Clearly this is not Lena. As my first and—fine, to date only —love, she will always have a permanent place in my memory. But she had a totally different body type than the woman onstage. Lena had been boyishly slender and small breasted, with damn little extra flesh on her bones. She had had, in fact, the type of lean body that’s all the rage right now.

This Lola dame has breasts and hips and a tiny waist, all lovingly delineated by the blue satin flowing over her curves and clinging faithfully to the dips and hollows.

Which I am still in the midst of admiring when she opens her mouth and draws my attention in a completely different manner.

Who’s sorry now?” she sings in a low, throaty contralto, making me realize my piano player launched an intro while I was obliviously staring. The rest of the band is also playing, but softly, to avoid stepping on that amazing voice. “Who’s sorry now?”

The vivacious chatter behind me fades away.
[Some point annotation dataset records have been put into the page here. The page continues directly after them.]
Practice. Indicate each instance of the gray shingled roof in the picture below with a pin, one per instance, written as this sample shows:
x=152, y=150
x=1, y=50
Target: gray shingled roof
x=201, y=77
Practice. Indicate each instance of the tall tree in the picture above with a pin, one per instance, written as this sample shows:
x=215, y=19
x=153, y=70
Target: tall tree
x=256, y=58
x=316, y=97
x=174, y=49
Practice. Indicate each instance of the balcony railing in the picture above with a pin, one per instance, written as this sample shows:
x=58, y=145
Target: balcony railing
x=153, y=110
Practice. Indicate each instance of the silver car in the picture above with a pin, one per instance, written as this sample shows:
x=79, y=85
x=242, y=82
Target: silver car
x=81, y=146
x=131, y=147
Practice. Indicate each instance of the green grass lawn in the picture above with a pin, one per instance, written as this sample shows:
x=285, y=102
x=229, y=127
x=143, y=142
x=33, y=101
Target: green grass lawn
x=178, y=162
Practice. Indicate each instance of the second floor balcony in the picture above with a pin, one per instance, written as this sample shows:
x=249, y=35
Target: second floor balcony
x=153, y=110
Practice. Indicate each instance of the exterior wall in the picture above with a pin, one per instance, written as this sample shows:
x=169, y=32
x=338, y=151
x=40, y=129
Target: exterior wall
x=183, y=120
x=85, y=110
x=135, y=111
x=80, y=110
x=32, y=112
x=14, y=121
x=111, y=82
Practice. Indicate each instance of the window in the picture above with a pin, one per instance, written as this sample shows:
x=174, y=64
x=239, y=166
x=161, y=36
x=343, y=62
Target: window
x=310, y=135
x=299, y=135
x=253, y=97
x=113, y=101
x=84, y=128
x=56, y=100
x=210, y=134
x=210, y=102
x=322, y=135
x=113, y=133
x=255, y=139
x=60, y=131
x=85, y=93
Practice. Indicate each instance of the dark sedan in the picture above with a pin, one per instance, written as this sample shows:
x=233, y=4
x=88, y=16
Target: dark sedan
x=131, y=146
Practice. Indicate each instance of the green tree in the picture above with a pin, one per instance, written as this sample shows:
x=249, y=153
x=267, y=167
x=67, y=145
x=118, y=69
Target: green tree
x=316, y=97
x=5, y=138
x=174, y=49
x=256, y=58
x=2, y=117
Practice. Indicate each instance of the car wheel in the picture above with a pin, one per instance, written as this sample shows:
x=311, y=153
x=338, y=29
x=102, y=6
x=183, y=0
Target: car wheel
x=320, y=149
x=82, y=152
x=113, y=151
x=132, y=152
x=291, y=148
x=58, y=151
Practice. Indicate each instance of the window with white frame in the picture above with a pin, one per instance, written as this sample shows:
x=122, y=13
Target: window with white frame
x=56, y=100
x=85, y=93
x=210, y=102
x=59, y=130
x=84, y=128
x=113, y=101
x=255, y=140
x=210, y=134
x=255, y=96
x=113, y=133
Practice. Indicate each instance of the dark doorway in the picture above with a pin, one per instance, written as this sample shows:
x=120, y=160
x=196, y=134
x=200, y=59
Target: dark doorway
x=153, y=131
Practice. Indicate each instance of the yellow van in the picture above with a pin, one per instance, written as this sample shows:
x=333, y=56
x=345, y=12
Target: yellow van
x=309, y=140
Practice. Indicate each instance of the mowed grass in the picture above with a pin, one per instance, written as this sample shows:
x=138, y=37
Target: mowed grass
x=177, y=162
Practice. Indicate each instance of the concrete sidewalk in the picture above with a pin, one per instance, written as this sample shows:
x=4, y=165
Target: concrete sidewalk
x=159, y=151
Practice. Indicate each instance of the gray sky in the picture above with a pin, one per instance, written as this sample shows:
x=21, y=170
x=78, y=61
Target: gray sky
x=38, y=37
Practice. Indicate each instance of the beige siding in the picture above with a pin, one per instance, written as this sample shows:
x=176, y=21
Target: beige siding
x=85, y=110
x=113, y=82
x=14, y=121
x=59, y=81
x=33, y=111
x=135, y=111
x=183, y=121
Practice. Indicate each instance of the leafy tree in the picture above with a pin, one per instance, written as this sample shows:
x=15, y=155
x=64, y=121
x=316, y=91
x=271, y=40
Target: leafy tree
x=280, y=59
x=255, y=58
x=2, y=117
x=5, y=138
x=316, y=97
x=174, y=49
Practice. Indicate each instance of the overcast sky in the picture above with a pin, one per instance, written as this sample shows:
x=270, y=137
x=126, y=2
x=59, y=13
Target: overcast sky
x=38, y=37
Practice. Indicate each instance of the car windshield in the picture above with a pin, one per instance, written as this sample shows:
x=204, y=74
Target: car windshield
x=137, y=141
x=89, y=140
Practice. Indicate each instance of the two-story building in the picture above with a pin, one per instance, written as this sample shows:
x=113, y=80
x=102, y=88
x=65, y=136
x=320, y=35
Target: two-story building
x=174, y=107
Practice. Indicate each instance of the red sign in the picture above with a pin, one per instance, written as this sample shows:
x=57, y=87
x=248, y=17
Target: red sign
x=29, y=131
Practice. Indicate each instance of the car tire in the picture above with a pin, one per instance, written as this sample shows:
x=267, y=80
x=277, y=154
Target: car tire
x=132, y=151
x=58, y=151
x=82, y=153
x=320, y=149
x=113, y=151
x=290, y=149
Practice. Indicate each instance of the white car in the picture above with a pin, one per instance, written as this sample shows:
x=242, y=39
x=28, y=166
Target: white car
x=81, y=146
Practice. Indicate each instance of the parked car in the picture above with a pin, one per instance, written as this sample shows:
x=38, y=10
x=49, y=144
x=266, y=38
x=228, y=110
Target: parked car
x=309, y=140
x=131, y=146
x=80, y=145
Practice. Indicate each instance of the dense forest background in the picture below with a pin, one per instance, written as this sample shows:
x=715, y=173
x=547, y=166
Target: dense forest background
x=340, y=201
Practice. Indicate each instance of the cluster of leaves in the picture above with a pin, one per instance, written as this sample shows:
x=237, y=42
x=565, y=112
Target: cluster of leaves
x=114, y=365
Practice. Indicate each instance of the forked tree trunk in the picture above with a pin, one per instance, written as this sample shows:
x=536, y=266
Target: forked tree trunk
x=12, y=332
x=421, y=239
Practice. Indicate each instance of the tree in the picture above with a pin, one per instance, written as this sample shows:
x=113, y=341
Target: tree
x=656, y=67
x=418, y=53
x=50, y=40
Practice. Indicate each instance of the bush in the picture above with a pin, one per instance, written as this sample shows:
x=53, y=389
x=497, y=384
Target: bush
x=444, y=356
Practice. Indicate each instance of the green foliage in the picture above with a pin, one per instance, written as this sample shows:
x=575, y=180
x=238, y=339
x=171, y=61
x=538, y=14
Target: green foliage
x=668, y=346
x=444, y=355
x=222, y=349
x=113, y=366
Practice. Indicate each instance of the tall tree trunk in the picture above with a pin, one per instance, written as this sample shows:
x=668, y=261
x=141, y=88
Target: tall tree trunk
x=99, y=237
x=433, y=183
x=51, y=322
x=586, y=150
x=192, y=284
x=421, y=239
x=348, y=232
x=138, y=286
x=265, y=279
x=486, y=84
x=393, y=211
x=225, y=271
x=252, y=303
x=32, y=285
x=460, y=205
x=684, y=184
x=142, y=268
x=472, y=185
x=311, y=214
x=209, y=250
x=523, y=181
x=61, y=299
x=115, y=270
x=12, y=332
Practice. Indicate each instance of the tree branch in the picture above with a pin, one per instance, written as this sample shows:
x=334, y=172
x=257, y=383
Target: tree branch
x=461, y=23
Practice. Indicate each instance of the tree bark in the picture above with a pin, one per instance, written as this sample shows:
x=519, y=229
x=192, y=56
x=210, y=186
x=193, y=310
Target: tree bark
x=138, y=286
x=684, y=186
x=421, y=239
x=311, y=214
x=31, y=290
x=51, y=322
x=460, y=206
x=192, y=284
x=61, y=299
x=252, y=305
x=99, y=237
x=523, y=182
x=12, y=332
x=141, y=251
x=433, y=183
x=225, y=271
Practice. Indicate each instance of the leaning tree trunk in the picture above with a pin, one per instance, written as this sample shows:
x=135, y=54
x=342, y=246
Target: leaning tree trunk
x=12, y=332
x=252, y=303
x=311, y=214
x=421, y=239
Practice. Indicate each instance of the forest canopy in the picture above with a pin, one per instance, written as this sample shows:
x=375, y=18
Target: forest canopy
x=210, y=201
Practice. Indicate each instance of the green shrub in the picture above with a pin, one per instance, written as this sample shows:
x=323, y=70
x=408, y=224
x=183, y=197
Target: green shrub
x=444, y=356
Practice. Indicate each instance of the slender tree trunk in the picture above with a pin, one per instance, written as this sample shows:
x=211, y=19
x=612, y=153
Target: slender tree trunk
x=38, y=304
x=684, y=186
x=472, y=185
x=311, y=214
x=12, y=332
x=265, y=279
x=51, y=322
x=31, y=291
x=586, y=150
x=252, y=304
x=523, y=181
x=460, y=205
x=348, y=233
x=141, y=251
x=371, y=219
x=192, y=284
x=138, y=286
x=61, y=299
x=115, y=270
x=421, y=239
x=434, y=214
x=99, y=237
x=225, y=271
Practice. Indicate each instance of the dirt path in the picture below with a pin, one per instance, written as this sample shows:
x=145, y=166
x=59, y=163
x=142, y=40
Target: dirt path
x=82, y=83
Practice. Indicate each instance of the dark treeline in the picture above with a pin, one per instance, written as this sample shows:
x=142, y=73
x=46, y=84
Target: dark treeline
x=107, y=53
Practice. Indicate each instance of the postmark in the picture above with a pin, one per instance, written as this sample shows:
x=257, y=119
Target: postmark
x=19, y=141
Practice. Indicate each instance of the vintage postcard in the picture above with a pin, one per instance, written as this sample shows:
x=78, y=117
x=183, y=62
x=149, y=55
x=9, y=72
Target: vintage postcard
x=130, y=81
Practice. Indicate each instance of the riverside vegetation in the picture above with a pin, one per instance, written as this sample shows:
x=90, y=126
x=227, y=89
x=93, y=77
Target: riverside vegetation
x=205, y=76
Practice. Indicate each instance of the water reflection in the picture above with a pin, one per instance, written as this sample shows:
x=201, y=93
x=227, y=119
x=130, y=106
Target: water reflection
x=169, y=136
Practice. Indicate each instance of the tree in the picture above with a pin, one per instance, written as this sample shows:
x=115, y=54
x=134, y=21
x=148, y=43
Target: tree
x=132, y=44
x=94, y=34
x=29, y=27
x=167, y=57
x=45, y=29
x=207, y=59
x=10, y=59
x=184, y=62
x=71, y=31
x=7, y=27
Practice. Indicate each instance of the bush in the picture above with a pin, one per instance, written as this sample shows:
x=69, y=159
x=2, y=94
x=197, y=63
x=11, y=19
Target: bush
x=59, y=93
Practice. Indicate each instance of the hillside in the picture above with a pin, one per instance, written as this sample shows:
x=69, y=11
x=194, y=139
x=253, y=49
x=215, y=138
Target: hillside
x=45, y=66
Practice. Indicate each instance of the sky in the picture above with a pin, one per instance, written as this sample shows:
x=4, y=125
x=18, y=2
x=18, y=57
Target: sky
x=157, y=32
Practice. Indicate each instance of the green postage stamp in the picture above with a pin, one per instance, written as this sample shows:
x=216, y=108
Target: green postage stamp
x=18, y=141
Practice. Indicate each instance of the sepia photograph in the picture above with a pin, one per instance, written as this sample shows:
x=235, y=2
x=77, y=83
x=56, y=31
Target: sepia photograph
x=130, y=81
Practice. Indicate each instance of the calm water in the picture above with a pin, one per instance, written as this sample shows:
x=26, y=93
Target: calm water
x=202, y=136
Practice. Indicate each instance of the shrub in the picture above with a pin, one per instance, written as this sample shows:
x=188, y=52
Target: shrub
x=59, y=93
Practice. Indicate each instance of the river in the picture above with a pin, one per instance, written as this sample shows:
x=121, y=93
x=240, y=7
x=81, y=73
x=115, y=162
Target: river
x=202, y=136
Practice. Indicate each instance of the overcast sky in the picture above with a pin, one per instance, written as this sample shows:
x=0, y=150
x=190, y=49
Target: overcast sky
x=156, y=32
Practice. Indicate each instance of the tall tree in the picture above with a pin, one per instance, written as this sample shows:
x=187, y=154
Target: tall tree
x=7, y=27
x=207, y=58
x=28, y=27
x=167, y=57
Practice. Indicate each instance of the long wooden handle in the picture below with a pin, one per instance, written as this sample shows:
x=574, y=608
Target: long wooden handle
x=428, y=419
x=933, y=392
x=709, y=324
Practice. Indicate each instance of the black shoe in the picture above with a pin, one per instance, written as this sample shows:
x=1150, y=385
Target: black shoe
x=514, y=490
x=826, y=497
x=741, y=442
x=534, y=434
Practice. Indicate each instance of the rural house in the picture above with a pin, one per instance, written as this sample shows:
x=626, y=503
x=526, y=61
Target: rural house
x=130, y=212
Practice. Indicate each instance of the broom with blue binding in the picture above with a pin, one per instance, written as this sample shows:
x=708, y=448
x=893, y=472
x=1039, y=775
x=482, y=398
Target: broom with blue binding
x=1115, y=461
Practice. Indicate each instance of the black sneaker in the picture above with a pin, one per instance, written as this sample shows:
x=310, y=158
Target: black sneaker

Lola’s version of Isham Jones’ popular song is slower, and bluesy in a manner more often heard in the colored clubs. And it is clearly grabbing the lounge’s attention.

“Whose heart is ach…ingfor…breaking each vow?”

Then there’s the way it affects me—like a warm hand stroking down my chest, over the ridges of my abdomen—and down to my—

I straighten in my seat. I don’t even try, however, to bite back my awareness. Because I haven’t felt this for quite some time: this let’s-buy-the-woman-a-drink-and-see-where-it-leads spark of interest.

Trouble is, though, I have this ironclad rule. I get my sex away from the club and never, but never, mess with the help. I can’t say it has ever been a hardship. Then again, I have never been faced with this sort of temptation.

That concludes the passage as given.